Lange Zeit fragte ich mich, warum Fumero so etwas tun sollte. Aber das entsprach genau seiner Logik. Dadurch, daß Miquel als Julián gestorben war, hatte er Fumero unfreiwillig ein perfektes Alibi geliefert. Von diesem Moment an existierte Julián Carax nicht mehr. Jetzt existierte keine Verbindung mehr zwischen Fumero und diesem Mann, den er früher oder später zu finden und umzubringen hoffte. Es herrschte Bürgerkrieg, und kaum jemand würde zum Tod von jemandem, der nicht einmal einen Namen hatte, Erklärungen verlangen. Julián hatte seine Identität verloren, er war ein Schatten. Zwei Tage lang wartete ich zu Hause auf Miquel oder Julián und dachte, ich würde wahnsinnig. Am dritten Tag, einem Montag, ging ich wieder in den Verlag zur Arbeit. Señor Cabestany war vor einigen Wochen ins Krankenhaus gebracht worden und sollte nicht mehr ins Büro kommen. Sein ältester Sohn, Alvaro, hatte die Geschäfte übernommen. Ich sagte zu niemandem etwas. Ich hätte nicht gewußt, zu wem.
Am selben Vormittag rief mich im Verlag ein Beamter des Leichenhauses an, Manuel Gutiérrez Fonseca. Dieser Herr erklärte mir, zu ihnen ins Totenhaus sei die Leiche eines gewissen Julián Carax gekommen und als er den Paß des Verstorbenen mit dem Namen des Autors des Buches verglichen habe, welches er bei seinem Eintritt ins Leichenhaus bei sich gehabt habe, habe er, da er gleichzeitig seitens der Polizei wenn nicht einen klaren Mißbrauch der Amtsgewalt, so doch eine gewisse Laxheit im Umgang mit dem Reglement geargwöhnt habe, die moralische Pflicht verspürt, den Verlag anzurufen, um über das Vorkommnis Bericht zu erstatten. Während ich ihm zuhörte, meinte ich sterben zu müssen. Mein erster Gedanke war, es handle sich um eine Falle Fumeros. Señor Gutiérrez drückte sich mit der Umständlichkeit des gewissenhaften Beamten aus, obwohl in seiner Stimme noch etwas mehr durchklang, etwas, was vermutlich nicht einmal er selbst hätte erklären können. Ich hatte den Anruf in Señor Cabestanys Büro entgegengenommen. Gott sei Dank war Alvaro schon zum Mittagessen gegangen, und ich war allein, sonst hätte ich die Tränen und das Zittern meiner Hände beim Halten des Hörers nur schwer erklären können.

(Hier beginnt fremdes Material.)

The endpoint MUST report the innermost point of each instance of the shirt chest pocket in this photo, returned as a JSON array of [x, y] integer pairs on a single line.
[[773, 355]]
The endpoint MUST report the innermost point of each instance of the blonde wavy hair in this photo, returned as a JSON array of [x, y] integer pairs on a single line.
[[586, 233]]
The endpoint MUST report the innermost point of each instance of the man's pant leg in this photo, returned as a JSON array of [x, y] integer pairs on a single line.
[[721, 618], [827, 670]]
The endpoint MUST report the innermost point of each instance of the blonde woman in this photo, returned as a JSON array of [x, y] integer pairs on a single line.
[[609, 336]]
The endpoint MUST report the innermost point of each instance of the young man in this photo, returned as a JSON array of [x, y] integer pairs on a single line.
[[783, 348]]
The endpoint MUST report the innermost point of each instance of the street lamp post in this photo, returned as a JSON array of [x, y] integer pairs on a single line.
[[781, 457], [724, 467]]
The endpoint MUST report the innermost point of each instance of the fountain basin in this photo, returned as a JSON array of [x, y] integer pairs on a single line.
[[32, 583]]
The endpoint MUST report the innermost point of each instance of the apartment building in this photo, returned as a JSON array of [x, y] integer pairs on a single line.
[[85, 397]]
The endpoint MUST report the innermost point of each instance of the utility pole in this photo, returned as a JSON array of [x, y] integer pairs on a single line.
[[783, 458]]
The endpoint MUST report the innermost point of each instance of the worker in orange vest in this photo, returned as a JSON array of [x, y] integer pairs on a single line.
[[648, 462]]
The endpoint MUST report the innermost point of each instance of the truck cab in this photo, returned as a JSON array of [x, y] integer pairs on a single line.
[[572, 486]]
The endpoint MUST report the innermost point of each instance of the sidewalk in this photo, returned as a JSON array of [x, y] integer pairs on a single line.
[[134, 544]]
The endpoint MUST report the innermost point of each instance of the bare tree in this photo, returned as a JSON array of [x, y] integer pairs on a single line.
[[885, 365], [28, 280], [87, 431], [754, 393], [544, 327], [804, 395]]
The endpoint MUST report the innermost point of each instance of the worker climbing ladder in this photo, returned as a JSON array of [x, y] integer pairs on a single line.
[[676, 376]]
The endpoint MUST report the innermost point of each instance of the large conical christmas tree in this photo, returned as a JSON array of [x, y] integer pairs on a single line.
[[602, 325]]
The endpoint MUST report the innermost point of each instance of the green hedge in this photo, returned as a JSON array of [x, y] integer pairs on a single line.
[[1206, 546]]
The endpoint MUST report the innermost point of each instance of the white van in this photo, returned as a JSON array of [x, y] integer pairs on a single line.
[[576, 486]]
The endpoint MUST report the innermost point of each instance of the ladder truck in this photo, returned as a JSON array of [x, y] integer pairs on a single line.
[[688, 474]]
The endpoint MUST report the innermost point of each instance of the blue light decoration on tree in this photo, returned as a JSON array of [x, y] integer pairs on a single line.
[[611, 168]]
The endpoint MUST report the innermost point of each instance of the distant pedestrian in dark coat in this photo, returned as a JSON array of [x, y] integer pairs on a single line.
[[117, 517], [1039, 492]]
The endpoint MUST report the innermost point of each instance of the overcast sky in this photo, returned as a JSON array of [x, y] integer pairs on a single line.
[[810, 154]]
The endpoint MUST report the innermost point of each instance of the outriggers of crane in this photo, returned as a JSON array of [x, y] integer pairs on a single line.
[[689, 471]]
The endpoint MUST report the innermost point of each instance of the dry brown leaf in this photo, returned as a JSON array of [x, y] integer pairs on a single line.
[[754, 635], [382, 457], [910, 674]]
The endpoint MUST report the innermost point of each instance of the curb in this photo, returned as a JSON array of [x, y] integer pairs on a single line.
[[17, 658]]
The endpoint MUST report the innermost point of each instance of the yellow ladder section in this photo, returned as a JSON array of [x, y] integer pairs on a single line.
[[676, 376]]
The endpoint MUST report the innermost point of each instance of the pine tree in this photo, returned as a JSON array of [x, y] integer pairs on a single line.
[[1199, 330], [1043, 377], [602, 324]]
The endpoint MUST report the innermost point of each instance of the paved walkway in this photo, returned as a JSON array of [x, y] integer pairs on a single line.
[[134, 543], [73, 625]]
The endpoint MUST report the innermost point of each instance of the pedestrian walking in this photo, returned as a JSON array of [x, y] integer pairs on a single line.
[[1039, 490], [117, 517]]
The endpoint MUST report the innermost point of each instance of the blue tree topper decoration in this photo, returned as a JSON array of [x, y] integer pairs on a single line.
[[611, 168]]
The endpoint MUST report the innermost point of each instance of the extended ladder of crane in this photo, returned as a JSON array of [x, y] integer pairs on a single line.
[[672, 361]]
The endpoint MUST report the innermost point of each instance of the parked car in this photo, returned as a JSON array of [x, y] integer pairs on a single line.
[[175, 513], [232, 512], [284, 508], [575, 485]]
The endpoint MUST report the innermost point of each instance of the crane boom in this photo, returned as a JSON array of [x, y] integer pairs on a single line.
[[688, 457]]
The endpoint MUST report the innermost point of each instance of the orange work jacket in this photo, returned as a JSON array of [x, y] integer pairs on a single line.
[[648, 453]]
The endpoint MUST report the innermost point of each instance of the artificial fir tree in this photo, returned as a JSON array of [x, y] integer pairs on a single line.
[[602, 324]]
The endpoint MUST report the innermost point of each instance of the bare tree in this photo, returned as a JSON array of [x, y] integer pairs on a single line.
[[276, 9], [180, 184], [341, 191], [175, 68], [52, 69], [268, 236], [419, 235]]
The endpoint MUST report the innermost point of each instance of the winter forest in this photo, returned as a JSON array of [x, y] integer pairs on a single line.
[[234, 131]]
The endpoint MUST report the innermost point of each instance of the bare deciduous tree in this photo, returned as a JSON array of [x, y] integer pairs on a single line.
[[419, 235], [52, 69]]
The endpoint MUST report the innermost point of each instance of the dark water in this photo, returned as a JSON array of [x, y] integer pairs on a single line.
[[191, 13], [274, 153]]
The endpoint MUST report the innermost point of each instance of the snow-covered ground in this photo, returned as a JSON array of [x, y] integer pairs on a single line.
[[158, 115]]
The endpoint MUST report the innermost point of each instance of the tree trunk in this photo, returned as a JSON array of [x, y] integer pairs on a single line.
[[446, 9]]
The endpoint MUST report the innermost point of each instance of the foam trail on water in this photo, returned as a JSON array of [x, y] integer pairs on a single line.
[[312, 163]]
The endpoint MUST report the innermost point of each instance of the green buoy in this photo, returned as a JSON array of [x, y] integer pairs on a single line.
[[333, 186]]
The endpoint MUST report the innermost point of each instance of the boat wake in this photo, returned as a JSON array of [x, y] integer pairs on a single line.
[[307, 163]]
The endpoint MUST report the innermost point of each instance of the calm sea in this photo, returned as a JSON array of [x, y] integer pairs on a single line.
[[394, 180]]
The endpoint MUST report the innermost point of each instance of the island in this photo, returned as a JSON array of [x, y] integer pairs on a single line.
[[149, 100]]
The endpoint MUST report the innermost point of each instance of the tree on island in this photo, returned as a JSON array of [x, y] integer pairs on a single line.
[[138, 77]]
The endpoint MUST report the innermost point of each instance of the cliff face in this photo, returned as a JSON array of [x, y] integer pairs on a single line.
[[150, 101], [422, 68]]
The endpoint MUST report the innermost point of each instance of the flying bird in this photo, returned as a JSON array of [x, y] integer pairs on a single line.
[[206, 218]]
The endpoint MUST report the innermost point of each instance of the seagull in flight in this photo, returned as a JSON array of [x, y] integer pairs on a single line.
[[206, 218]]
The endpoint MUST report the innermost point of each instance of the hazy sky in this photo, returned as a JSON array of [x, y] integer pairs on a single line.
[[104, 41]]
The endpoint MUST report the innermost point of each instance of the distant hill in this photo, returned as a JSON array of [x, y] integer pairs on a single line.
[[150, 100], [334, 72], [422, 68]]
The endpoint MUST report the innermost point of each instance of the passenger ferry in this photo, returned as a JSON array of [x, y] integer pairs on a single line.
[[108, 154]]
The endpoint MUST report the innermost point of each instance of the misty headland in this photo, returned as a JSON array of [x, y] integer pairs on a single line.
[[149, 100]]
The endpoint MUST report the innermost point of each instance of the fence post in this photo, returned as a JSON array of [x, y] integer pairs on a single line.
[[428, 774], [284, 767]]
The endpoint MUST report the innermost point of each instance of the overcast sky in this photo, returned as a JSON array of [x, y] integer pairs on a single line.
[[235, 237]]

Ich bedankte mich bei Señor Gutiérrez Fonseca für seinen Anruf mit der Förmlichkeit der verschlüsselten Gespräche. Kaum hatte ich aufgehängt, schloß ich die Bürotür und biß mir in die Fäuste, um nicht loszuschreien. Ich wusch mir das Gesicht und ging sogleich nach Hause, nachdem ich Alvaro eine Mitteilung hinterlassen hatte, ich sei krank und würde am nächsten Tag sehr früh kommen, um die Korrespondenz zu erledigen. Ich mußte mich zusammenreißen, damit ich auf der Straße nicht lief, sondern mit der grauen Bedächtigkeit dessen ging, der nichts zu verbergen hat. Als ich den Schlüssel ins Schloß der Wohnung steckte, sah ich, daß es aufgebrochen worden war. Ich war wie gelähmt. Von innen drehte sich langsam der Knauf. Ich fragte mich, ob ich nun so sterben müßte, in einem finsteren Treppenhaus und ohne zu wissen, was aus Miquel geworden war. Die Tür ging auf, und ich sah mich Julián Carax’ dunklem Blick gegenüber. Gott möge mir verzeihen, aber in diesem Augenblick dankte ich dem Himmel, daß er mir Julián statt Miquel zurückgegeben hatte.